Abstract
Isoperoxidase B 1 isolated from winter wheat (Triticum aestivum L., cv. Jubilar) seedlings was shown to catalyze ethylene formation from α-keto, γ-methylmercaptobutyric acid (KMBA). In the presence of Mn2+, indole-3-acetic acid (IAA), andp-coumaric acid, the kinetics by isoperoxidase B 1 catalyzed conversion of KMBA into ethylene and other products was similar to that of IAA oxidation. The reaction rate was therefore controlled by IAA through its electrondonating properties.

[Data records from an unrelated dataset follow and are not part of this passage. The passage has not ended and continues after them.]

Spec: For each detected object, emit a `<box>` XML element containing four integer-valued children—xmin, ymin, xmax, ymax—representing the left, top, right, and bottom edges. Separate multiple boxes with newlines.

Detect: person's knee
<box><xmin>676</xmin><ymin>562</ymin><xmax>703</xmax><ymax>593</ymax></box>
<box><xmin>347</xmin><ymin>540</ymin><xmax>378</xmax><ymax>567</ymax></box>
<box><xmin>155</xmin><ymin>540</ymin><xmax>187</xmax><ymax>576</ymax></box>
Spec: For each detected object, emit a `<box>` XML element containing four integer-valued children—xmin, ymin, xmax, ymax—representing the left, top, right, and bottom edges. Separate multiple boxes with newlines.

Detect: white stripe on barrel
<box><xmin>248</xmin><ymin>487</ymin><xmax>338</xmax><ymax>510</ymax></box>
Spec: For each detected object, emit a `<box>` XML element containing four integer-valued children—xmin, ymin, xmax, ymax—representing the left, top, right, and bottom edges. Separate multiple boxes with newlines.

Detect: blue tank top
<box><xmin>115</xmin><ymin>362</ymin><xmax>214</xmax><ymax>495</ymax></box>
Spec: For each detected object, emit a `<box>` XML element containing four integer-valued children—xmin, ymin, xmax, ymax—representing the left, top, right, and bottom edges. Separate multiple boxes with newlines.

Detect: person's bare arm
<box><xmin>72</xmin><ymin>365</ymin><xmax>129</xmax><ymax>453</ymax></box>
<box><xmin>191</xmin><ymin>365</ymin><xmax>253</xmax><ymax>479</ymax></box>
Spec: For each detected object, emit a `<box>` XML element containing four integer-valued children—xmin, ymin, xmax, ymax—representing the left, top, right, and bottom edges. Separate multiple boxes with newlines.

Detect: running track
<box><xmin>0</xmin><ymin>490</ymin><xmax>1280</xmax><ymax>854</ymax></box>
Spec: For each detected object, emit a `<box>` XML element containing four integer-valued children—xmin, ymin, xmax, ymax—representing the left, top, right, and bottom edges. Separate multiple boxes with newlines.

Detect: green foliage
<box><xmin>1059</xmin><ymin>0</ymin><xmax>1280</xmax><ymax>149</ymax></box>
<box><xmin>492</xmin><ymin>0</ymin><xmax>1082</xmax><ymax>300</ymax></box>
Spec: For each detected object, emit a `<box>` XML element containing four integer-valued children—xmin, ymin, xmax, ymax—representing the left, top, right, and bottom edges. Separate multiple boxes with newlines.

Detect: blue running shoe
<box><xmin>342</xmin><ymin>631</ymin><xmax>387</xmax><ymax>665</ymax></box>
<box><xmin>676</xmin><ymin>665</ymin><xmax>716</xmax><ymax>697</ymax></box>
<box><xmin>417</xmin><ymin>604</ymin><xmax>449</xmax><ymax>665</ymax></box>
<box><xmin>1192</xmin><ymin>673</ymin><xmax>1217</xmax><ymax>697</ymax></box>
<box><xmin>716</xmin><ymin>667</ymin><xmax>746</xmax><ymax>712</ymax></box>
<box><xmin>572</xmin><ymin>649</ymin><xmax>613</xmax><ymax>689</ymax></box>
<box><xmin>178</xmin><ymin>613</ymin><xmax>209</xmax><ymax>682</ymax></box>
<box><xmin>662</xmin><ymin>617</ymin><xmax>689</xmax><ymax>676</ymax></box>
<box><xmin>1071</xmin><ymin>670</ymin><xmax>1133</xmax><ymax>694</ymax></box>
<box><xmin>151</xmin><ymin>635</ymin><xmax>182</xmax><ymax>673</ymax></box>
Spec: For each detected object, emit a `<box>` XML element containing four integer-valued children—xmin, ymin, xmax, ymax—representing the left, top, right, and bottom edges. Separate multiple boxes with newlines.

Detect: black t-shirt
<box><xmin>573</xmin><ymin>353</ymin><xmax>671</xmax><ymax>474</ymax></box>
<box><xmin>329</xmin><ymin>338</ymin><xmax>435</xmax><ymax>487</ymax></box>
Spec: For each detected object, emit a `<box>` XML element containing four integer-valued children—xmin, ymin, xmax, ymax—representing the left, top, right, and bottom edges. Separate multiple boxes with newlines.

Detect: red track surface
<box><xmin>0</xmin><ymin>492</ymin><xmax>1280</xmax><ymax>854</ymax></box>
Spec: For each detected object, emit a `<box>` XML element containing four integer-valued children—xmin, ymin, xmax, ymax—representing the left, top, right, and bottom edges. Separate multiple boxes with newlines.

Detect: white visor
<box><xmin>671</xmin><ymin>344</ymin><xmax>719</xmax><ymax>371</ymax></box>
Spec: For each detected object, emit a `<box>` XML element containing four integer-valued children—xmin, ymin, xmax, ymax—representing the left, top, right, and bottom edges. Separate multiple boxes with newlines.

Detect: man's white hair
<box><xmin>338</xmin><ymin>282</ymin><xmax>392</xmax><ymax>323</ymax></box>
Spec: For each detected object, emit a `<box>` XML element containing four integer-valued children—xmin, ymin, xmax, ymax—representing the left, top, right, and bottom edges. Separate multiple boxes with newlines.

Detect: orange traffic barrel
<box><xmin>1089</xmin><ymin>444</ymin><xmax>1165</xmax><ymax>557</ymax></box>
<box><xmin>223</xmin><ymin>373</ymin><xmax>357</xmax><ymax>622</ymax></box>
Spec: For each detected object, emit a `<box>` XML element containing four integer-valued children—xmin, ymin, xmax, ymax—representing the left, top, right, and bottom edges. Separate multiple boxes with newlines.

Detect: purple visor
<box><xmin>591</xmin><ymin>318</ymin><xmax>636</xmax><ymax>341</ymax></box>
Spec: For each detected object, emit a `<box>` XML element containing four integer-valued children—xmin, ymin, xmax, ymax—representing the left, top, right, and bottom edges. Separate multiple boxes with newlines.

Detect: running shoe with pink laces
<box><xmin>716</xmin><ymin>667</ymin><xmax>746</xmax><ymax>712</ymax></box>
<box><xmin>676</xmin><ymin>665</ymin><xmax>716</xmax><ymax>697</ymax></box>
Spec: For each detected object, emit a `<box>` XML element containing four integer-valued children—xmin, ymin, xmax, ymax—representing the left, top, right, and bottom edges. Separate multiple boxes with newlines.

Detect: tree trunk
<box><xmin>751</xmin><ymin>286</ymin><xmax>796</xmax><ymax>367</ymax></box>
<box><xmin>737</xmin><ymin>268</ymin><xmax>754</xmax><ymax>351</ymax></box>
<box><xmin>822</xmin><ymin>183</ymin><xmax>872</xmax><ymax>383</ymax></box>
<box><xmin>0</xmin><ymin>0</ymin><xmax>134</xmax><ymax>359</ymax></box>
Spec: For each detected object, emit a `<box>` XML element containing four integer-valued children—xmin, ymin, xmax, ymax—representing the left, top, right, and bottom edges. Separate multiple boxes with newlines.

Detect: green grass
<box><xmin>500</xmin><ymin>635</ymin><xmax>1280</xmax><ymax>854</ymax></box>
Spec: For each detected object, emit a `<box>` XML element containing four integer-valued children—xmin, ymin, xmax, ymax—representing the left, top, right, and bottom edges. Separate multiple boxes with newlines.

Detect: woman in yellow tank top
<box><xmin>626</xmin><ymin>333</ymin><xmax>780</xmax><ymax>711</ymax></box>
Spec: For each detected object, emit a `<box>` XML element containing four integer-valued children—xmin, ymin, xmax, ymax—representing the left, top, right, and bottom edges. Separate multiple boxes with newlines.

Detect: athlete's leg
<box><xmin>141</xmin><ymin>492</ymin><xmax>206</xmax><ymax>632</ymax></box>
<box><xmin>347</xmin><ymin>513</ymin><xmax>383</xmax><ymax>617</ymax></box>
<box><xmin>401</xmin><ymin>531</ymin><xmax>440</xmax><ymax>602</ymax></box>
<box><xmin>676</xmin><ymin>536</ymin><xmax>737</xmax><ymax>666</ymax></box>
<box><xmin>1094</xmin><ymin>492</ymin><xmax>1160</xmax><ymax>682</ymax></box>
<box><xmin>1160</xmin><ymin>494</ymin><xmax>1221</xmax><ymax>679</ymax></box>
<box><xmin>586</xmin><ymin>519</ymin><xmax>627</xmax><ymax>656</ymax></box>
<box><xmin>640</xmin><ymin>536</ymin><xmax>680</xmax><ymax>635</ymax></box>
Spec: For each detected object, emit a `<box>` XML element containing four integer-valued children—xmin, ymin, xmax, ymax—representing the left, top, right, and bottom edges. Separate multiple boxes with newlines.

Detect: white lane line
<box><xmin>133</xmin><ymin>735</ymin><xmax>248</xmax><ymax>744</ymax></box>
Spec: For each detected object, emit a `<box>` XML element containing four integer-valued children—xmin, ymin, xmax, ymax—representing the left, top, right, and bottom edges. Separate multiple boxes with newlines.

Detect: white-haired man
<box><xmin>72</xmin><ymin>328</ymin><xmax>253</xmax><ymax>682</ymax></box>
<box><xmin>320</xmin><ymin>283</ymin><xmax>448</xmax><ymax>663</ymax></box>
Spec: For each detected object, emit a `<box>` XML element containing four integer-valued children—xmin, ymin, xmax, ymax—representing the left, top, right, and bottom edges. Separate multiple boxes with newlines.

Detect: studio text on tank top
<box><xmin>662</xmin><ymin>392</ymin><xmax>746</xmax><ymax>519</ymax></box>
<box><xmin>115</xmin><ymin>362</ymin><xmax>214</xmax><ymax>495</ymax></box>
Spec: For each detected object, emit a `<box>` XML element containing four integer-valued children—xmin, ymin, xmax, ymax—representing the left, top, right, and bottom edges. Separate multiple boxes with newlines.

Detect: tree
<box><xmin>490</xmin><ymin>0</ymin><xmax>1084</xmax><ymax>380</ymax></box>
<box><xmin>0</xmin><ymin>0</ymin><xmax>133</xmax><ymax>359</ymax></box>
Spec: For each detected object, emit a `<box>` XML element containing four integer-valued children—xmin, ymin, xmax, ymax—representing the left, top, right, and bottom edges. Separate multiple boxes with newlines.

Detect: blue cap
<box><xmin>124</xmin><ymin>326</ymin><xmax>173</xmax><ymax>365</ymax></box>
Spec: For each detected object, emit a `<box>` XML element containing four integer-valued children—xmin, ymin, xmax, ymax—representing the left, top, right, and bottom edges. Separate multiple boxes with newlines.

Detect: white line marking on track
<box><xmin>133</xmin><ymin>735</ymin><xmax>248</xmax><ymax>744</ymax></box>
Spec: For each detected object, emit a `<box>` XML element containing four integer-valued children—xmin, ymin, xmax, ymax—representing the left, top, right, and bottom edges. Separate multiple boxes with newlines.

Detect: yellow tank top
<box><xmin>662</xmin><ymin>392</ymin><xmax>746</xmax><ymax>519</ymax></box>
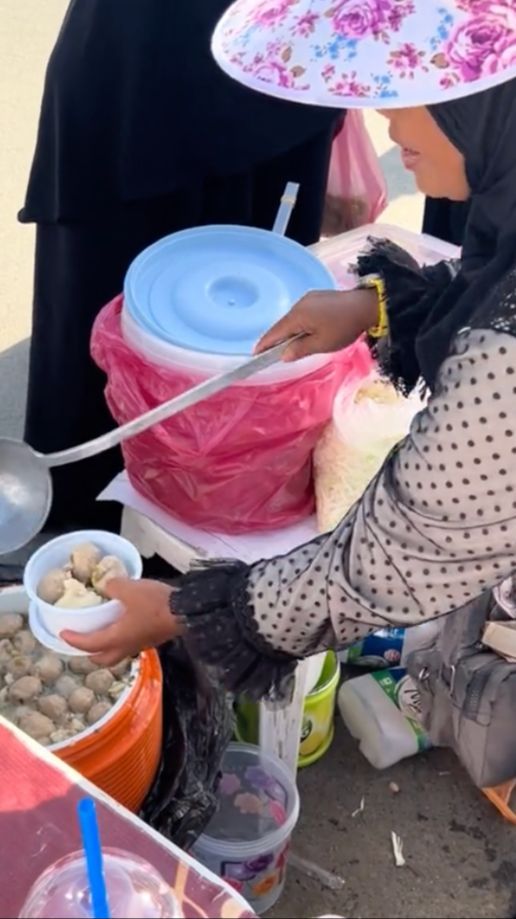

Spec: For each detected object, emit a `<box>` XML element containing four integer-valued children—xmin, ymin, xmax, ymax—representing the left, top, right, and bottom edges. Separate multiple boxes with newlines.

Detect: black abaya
<box><xmin>423</xmin><ymin>198</ymin><xmax>470</xmax><ymax>246</ymax></box>
<box><xmin>20</xmin><ymin>0</ymin><xmax>338</xmax><ymax>527</ymax></box>
<box><xmin>25</xmin><ymin>132</ymin><xmax>331</xmax><ymax>528</ymax></box>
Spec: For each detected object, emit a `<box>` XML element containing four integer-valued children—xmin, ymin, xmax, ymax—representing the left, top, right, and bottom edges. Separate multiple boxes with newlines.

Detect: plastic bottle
<box><xmin>338</xmin><ymin>667</ymin><xmax>431</xmax><ymax>769</ymax></box>
<box><xmin>339</xmin><ymin>619</ymin><xmax>441</xmax><ymax>669</ymax></box>
<box><xmin>20</xmin><ymin>849</ymin><xmax>183</xmax><ymax>919</ymax></box>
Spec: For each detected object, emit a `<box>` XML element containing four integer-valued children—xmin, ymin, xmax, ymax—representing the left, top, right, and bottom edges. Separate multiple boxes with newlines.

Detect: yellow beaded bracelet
<box><xmin>360</xmin><ymin>275</ymin><xmax>389</xmax><ymax>338</ymax></box>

Exogenous IAA induced ethylene formation in the segments of etiolated wheat coleoptiles. IAA-induced ethylene production was enhanced by L-methionine and mitomycin C. Aminoethoxy-analogue of rhizobitoxine, ferulic acid, sodium benzoate, cycloheximide and actinomyoin D exhibited significant inhibitory effects. These data indicate that the overall reaction mechanism in coleoptile segments involves RNA and protein synthesis.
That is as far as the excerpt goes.